Despite these disparities, both charts agreed roughly on HC measurements. This finding reinforces the choice of HC as a single “non-fat marker” for comparison of fetal size across populations [4, 10].

It was recently shown that FL z scores between Intergrowth 21st and Salomon’s equations were largely divergent in France, [34] a difference also observed in our study that may be due to the evolution in ultrasound technology [35]. Indeed, recent ultrasound equipment’s such as those used in the Intergrowth 21st study have thinner beam and yield smaller FL [35, 36] than older machines as in our study [31] and in Salomon’s [16].

When AC was used as a proxy of fetal size estimation [2], the proportions of small fetuses were low for both charts which may indicate the difficulty ultrasonography has in identifying small fetuses [15, 37]. However, the proportions of both small and large fetuses were higher with Intergrowth 21st equations than with Salomon equations and a similar trend was remarked with HC, suggesting the tendency of Intergrowth 21st equations to underestimate the size in small measurements and to overestimate it in high measurements [3, 34]. Thus, the choice of one or another of these references would implies very different medical interventions, follow-up, and resources allocation as well as stress put on patients [4, 27].

It is well documented that pregnancies affected by malaria, as in our study, are subject to fetal growth restriction [31, 38]. Thus, the number of small fetuses was expected to be high even if differences would be found between the charts.

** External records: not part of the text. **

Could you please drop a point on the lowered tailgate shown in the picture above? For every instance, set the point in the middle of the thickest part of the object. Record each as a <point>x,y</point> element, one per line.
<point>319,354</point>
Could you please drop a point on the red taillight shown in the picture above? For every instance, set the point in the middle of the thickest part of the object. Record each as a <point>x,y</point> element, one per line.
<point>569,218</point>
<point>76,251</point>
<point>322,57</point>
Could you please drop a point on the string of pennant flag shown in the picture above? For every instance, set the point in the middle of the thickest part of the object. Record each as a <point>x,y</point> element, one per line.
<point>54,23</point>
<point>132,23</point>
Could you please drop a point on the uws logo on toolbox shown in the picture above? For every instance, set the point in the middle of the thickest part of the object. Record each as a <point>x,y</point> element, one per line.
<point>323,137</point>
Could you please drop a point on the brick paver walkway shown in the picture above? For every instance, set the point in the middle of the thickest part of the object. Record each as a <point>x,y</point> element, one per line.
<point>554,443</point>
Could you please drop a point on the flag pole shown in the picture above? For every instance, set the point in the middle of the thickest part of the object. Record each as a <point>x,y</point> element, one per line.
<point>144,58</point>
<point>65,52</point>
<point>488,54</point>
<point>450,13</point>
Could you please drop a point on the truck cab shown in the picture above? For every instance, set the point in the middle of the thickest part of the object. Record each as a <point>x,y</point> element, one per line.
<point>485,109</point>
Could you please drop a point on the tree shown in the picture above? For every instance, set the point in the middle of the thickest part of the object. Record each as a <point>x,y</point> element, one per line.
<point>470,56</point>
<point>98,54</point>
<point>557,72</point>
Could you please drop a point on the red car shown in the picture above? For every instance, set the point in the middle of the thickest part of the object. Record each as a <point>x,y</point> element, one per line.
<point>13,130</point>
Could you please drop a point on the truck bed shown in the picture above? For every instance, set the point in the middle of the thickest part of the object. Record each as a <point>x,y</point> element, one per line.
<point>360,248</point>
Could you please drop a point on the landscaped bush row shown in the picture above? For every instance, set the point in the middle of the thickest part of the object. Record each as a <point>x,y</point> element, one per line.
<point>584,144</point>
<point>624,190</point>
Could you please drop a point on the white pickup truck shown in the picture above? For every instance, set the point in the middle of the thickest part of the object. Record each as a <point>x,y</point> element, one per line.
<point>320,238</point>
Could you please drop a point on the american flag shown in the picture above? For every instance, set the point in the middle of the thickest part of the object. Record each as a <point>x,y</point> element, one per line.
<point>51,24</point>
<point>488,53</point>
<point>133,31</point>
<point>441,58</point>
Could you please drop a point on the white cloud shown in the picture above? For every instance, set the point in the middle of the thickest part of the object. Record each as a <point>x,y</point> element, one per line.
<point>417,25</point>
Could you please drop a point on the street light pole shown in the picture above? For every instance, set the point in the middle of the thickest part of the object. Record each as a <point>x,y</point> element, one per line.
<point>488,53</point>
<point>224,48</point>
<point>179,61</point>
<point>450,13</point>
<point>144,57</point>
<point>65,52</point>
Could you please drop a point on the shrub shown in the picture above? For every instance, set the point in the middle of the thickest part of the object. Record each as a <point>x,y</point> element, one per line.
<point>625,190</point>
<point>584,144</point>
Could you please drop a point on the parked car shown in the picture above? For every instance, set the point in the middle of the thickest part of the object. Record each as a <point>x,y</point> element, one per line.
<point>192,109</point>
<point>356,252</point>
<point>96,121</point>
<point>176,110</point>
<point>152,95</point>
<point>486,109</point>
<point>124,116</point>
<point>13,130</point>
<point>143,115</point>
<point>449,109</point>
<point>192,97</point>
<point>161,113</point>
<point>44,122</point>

Surprisingly, this number was very low and the number of large fetuses was high. We suspect gestational age determination to be a possible cause of such situation. Indeed, pregnancies were dated late owing to the study design, [29] using a combination of fetal biometry measurements [33]. Late dating is less accurate than early dating. However, this is common practice in sub-Saharan Africa where almost three out of four pregnant women attend their first antenatal clinic during the second or third trimester, or not at all [39]. Although the combination of fetal anthropometric measurement is the recommended method at this stage of pregnancy, [40] it could produce redundant relationship when used for determining both gestational age and fetal size [4]. This is of particular concern in areas where malaria in pregnancy is common such as in Burkina Faso [41]. Gestational age could be underestimated in case of symmetric fetal growth restriction [33], hiding the adverse effect of malaria [42]. However, the difficulty for estimating the gestational age applies to both sets of equations when calculating z scores. Therefore, the differences between the charts are probably not due only to pregnancy dating problems, as shown by the positive and significant slopes in linear regressions. In addition, pregnant women included in this clinical trial, besides malaria, did not have any other chronic or major disease with adverse effect on fetal growth [29].

This is a post-hoc analysis and thus, has some limitations. Physicians performing the ultrasound scans are not professional sonographers even if trained ad hoc. In addition, the study design was not conceived to evaluate two different methods for the assessment of fetal biometry. Moreover, the use of European references equations may not be appropriate for African populations. Gestational age determined in late pregnancy is also another limitation because of less accuracy. Our study population prone to malaria was quite selected and this maybe introduce a bias. However, a recent study showed that the difference between the two charts remained while using fetal biometric measurements from pregnant women as healthy as those in the Intergrowth 21st study [43].

Conclusion

The agreement between Intergrowth 21st and Salomon equations, besides HC, was poor. This would imply different clinical decisions regarding the management of the pregnancy and the delivery. Encouraging women to attend antenatal clinics earlier and to use preventive measures against malaria such as long-lasting insecticidal bed nets, would probably be much more beneficial than just dating gestation or determining fetal size.